En lo que a educación se refiere, sigue separándose lo intelectual de lo manual. Me irrita

Arturo Barea era huérfano de padre, hijo de lavandera, gracias a sus tíos recibió una educación primaria, pero la fidelidad a su origen lo devolvió a la calle, donde fue niño repartidor de periódicos y recadero en una tienda de tejidos. Por eso no puedo evitar imaginármelo como uno de los protagonistas de este libro increíble que tengo en las manos: Lo que cuentan los niños. Entrevistas a niños trabajadores (1930-1931), aunque los chavalillos que aquí aparecen vivieron su infancia dos décadas después. Las entrevistas las realizó Elena Fortún para el semanario infantil Gente Menuda.Tuvo la genial idea de dar a conocer a sus lectores, hijos de clase acomodada, a esos otros chiquillos que, habiendo abandonado la escuela, ayudaban en casa con un sueldecito y aprendían a la vez un oficio. Son criaturas de la gran ciudad, a veces llegan del pueblo y han de aprender rápido de lo que ven y oyen. No parecen infelices en un sentido dickensiano, pero pasan el día callejeando. Hay una castañera, un botones, un diminuto trompeta, una aprendiz de modistilla, otro de cajista, un caramelero, un vendedor de periódicos como el pequeño Barea, hasta un cocinero hay en las páginas de esta curiosa recopilación en la que Fortún da cuenta del buen oído que tenía para el habla y del acopio de ingenio que hacía para animar a esos niños a que contaran su trabajo y sus sueños. Sin pretenderlo, Fortún narra cómo se formaban en los oficios los niños de clase humilde. Seguro que los pequeños burgueses leían estas entrevistas y soñaban con ser traperos, taberneros, carpinteros, porque, contadas por sus protagonistas, sus vidas estaban hechas a medida de los sueños infantiles, ya que se omiten el cansancio, los sopapos, la dureza.

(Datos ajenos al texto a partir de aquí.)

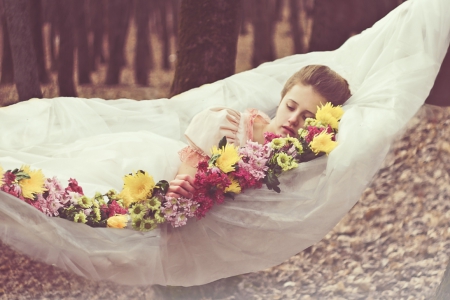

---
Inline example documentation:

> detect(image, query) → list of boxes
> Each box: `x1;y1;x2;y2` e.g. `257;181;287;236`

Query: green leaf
208;153;221;165
14;171;31;181
155;180;169;194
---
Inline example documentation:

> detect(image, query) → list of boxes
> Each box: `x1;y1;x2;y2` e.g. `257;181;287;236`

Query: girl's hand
167;174;197;199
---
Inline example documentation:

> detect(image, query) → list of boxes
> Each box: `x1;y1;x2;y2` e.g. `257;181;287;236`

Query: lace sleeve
178;146;209;168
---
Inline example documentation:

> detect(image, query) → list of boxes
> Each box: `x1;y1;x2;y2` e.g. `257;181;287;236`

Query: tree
56;0;77;97
170;0;242;97
425;45;450;107
250;0;278;68
29;0;49;84
105;0;131;85
3;0;42;101
158;0;171;70
74;0;91;85
134;0;152;86
308;0;356;52
1;13;14;84
88;0;106;71
289;0;306;54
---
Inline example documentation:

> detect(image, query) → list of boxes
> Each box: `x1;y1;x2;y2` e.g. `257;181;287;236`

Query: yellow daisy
140;219;157;231
309;132;337;155
74;212;87;224
276;153;298;172
270;138;286;149
107;214;128;229
316;103;344;130
121;171;155;206
19;165;46;199
210;144;241;173
78;195;93;208
224;176;241;194
153;209;166;224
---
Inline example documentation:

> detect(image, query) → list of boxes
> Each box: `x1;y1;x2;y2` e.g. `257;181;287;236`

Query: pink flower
162;196;198;228
101;200;127;218
264;132;282;144
3;171;16;185
65;178;84;195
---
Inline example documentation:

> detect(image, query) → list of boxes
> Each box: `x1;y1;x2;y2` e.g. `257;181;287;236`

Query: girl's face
267;83;327;137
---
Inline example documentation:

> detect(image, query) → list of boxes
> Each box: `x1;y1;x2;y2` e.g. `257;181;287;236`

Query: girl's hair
281;65;352;106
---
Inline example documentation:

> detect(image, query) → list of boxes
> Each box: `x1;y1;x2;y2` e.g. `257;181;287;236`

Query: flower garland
0;103;344;230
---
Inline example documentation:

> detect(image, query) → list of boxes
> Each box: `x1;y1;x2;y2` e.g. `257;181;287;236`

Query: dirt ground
1;7;449;300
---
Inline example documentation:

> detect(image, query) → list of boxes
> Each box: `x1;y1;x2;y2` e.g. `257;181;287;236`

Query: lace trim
246;109;271;141
178;146;209;168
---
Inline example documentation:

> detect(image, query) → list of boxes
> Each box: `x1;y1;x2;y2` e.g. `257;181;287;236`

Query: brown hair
281;65;351;106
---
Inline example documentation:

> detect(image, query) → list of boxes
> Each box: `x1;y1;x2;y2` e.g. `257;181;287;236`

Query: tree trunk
308;0;355;52
29;0;49;84
250;0;277;68
56;0;77;97
89;0;106;71
105;0;131;85
170;0;180;42
354;0;401;34
425;45;450;107
74;0;91;85
169;0;242;97
289;0;306;54
158;0;171;70
3;0;42;101
134;0;151;86
1;15;14;84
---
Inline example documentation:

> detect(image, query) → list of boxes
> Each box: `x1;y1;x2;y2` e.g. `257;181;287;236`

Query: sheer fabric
0;0;449;286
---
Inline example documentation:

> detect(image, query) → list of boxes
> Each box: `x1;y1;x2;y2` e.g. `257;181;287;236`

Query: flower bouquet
0;103;344;231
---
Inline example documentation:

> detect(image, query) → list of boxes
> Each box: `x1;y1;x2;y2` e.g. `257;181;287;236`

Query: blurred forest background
0;0;426;107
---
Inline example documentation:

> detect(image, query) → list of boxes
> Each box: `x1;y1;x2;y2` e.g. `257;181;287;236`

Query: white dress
0;0;449;286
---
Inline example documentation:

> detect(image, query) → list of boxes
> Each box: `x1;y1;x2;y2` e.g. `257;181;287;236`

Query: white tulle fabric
0;0;449;286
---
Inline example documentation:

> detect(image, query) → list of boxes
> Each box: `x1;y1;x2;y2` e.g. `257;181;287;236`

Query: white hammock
0;0;449;287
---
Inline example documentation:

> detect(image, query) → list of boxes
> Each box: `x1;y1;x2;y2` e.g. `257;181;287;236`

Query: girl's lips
282;126;295;136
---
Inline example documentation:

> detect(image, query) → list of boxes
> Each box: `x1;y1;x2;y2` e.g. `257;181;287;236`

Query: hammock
0;0;449;287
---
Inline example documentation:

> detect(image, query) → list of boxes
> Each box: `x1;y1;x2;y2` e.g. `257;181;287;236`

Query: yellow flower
140;219;157;231
93;207;101;222
154;209;166;224
146;197;161;211
315;103;343;130
0;165;4;186
224;176;241;194
276;153;298;172
210;144;241;173
298;128;308;138
120;171;155;206
74;212;87;224
78;195;93;208
19;165;46;199
270;138;286;149
107;214;128;229
129;202;146;218
285;137;303;153
318;102;344;120
304;118;317;127
309;131;337;155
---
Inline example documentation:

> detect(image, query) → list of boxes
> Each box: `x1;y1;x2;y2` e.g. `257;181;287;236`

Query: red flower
101;200;127;218
65;178;84;195
193;169;231;219
264;132;282;144
3;171;16;185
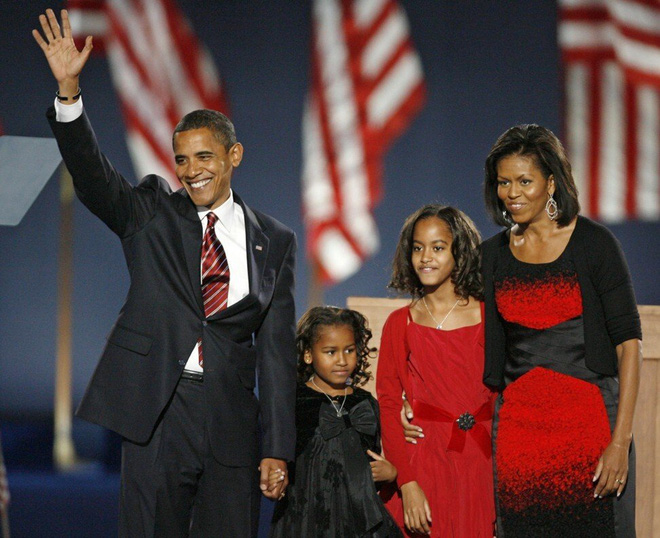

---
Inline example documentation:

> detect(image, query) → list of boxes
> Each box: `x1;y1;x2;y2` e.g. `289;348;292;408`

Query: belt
412;399;492;459
181;370;203;383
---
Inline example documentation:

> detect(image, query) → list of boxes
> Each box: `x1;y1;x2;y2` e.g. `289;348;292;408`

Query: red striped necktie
198;211;230;366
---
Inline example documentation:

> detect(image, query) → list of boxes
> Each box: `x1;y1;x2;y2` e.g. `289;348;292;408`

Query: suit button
202;321;208;327
178;359;186;366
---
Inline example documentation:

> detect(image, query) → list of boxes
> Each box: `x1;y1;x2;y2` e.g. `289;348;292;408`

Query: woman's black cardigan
481;215;642;389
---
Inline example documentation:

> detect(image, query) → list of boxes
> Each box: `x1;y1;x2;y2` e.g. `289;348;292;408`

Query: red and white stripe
202;247;230;317
68;0;229;189
201;214;230;318
560;0;660;221
303;0;426;284
69;0;109;53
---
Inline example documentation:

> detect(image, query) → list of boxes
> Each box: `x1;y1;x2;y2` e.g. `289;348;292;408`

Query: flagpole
0;432;10;538
307;259;325;309
53;166;77;471
0;507;8;538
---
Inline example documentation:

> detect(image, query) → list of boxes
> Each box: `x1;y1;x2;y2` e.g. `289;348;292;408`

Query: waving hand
32;9;93;96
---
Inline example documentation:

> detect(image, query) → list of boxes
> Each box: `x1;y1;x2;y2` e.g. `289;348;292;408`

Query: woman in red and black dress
481;124;642;536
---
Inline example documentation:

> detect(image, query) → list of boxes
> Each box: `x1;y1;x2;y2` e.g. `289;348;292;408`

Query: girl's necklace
311;376;347;417
422;296;461;330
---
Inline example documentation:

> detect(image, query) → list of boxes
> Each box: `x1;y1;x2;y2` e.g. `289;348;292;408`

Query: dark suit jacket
48;108;297;467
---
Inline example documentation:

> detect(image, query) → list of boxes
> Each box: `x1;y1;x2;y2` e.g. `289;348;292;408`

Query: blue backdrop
1;0;657;456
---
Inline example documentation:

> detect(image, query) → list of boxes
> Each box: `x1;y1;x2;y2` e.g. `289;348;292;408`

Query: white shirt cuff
54;96;84;123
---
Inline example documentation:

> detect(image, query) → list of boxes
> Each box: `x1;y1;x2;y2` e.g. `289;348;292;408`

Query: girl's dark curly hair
388;205;483;300
296;306;375;387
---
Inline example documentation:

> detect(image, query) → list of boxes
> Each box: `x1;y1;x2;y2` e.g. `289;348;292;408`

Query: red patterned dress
493;247;632;537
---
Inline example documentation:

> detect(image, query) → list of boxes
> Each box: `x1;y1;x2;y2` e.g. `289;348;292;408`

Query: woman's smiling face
496;154;554;226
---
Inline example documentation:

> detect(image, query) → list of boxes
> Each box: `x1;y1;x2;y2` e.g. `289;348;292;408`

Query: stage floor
5;465;276;537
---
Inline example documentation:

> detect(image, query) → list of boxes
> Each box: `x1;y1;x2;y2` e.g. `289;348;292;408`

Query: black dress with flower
270;384;402;538
492;247;635;537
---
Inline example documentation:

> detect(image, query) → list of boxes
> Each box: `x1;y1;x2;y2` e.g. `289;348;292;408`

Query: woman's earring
502;209;514;226
545;193;559;221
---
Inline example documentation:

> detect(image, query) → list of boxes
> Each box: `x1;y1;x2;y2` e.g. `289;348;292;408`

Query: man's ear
229;142;243;168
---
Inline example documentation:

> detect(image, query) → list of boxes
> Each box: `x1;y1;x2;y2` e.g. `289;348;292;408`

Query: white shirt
54;96;84;122
184;194;249;372
55;98;250;372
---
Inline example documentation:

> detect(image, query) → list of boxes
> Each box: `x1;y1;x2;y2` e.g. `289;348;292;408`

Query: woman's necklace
422;296;461;330
310;376;347;417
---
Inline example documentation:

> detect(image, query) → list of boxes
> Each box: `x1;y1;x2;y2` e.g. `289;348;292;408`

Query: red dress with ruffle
378;306;496;537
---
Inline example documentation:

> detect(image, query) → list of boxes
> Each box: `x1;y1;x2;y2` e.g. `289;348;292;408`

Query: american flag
559;0;660;222
302;0;426;284
68;0;229;189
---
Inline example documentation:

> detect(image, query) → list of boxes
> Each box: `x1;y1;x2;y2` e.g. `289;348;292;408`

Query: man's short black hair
172;109;237;150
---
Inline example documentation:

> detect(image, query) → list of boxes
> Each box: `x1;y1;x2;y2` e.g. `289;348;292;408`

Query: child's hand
268;468;286;491
259;458;288;500
366;449;397;483
401;481;432;535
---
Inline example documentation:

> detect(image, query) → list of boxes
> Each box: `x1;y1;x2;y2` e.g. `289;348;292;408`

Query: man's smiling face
174;127;243;209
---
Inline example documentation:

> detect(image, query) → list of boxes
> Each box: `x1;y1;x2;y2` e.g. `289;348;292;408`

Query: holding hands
32;9;93;98
259;458;288;501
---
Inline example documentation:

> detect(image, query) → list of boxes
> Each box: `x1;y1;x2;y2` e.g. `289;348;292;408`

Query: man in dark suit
33;9;296;537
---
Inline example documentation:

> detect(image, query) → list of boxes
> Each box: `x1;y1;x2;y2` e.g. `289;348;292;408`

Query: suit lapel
242;197;269;300
172;189;272;321
173;189;205;313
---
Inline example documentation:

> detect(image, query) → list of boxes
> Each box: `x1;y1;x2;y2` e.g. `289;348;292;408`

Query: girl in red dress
377;205;496;537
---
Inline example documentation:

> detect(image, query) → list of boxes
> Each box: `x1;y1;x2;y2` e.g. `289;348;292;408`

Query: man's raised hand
32;9;93;98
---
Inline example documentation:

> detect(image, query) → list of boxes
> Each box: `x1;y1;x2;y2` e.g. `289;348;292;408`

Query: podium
0;136;62;226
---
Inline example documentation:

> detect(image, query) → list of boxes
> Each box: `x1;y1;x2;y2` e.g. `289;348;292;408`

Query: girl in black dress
270;306;402;537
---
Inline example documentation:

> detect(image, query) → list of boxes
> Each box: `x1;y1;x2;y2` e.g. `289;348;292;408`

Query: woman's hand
32;9;93;95
593;339;640;499
401;481;432;535
401;397;424;444
593;440;630;498
367;449;397;483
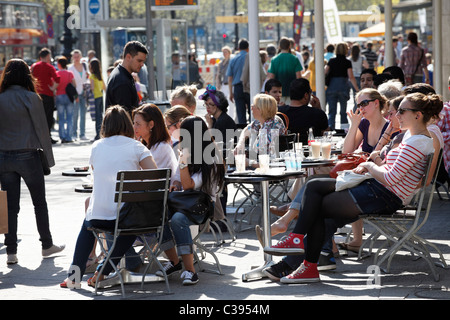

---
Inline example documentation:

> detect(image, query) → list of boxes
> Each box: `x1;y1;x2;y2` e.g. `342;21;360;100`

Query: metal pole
145;0;155;100
314;0;325;111
434;0;442;95
248;0;260;120
384;0;394;67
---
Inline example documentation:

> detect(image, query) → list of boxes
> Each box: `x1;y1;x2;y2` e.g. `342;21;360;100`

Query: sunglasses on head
397;108;420;115
357;99;375;109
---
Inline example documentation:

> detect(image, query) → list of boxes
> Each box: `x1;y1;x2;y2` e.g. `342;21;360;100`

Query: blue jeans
72;94;86;138
68;219;136;280
348;179;403;215
0;150;53;254
94;97;104;139
56;94;74;141
161;211;205;256
233;83;250;124
326;77;350;130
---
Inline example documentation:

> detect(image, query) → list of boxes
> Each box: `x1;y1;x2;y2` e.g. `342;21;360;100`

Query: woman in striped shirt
264;92;443;283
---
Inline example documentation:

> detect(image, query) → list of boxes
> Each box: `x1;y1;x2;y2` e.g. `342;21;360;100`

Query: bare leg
271;208;299;236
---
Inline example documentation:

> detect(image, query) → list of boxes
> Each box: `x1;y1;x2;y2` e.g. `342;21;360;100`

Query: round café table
225;169;306;282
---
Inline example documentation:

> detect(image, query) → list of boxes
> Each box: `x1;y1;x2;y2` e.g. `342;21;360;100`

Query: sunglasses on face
357;99;375;109
166;121;179;129
397;108;420;115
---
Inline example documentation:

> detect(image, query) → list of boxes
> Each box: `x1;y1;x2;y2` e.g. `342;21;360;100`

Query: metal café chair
360;151;448;281
89;169;172;297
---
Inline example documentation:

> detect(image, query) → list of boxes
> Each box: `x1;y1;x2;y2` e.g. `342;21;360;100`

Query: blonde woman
164;105;192;158
235;93;286;155
169;85;198;114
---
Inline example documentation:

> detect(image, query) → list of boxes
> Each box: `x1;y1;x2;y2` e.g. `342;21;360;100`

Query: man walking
266;37;303;105
31;48;59;144
106;41;148;115
399;32;429;86
227;39;250;124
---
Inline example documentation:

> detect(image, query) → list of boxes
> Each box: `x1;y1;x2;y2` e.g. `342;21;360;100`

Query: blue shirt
226;51;247;86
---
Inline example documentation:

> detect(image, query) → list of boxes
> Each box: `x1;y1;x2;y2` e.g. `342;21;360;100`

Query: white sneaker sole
263;246;305;256
280;276;320;284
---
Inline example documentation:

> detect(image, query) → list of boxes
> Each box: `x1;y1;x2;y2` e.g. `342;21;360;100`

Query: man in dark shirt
106;41;148;114
278;78;329;145
362;41;378;70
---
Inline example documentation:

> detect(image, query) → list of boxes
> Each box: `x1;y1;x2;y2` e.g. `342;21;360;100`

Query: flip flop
338;243;361;254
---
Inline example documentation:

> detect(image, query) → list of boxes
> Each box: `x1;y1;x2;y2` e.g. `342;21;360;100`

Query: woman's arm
347;68;359;93
342;110;363;153
140;156;157;169
179;148;196;190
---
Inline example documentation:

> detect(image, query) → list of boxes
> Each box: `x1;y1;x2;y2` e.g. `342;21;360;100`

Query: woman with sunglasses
200;84;236;145
343;88;396;155
264;92;443;283
164;105;192;158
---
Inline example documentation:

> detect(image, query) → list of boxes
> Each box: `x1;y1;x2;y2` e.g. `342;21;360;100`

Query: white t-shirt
149;141;178;182
85;135;152;221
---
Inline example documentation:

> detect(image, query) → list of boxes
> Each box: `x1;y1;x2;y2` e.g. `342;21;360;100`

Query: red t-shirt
56;70;74;96
31;61;60;96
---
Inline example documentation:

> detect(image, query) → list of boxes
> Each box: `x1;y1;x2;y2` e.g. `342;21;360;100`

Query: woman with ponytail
264;92;443;284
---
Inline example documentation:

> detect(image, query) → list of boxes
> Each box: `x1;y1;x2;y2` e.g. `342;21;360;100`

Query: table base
242;260;275;282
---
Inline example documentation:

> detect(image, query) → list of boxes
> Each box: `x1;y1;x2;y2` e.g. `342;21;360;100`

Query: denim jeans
72;94;86;138
326;77;350;130
68;219;136;280
0;150;53;254
348;179;403;215
233;83;250;124
56;94;74;141
94;97;104;139
161;211;205;256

Es algo habitual que los niños imaginen su vida como trabajadores de oficios en los que se tocan materiales, se construyen objetos, se experimenta la acción. Luego, el propio sistema educativo, en el que se descarta injustamente lo artístico y lo manual, va desplazando esas habilidades y fomentando la idea de lo que es prestigioso y lo que está por debajo en el escalafón social. Pero la infancia ama los oficios. Escucho en la radio a Isabel Celaá, ministra de Educación, hacer una defensa de la Formación Profesional. En los comentarios de los tertulianos al respecto hay una involuntaria condescendencia. Escucho cómo sigue separándose lo intelectual de lo manual. Me irrita. Como si se tratara de compartimentos estancos que no establecieran comunicación mental. No sé cómo creen que un carpintero construye una estantería sin imaginarla en el espacio, sin contar con su conocimiento de los materiales. Y así todo, hablamos de oficios entre los que hoy se encuentran las nuevas tecnologías, el cuidado de los bosques, el de la tierra, las plantas, el funcionamiento de máquinas y motores, la alimentación, la belleza, el diseño, la sanidad. ¿En qué lado me coloco yo, en el de los intelectuales? A mí me gusta reivindicar mi actividad como un oficio. Pienso en cómo me fui formando desde los 19 años. Aprendí a trabajar trabajando. Justo este oficio mío gana mucho saliendo a la calle, tratando de entender el ruido del mundo, siempre confuso. No es posible hacerlo bien si te quedas en lo especulativo. Se queda en pura palabrería. Observar es un oficio de acción y reflexión. Y mi habitación propia, el taller donde construyo esta columna.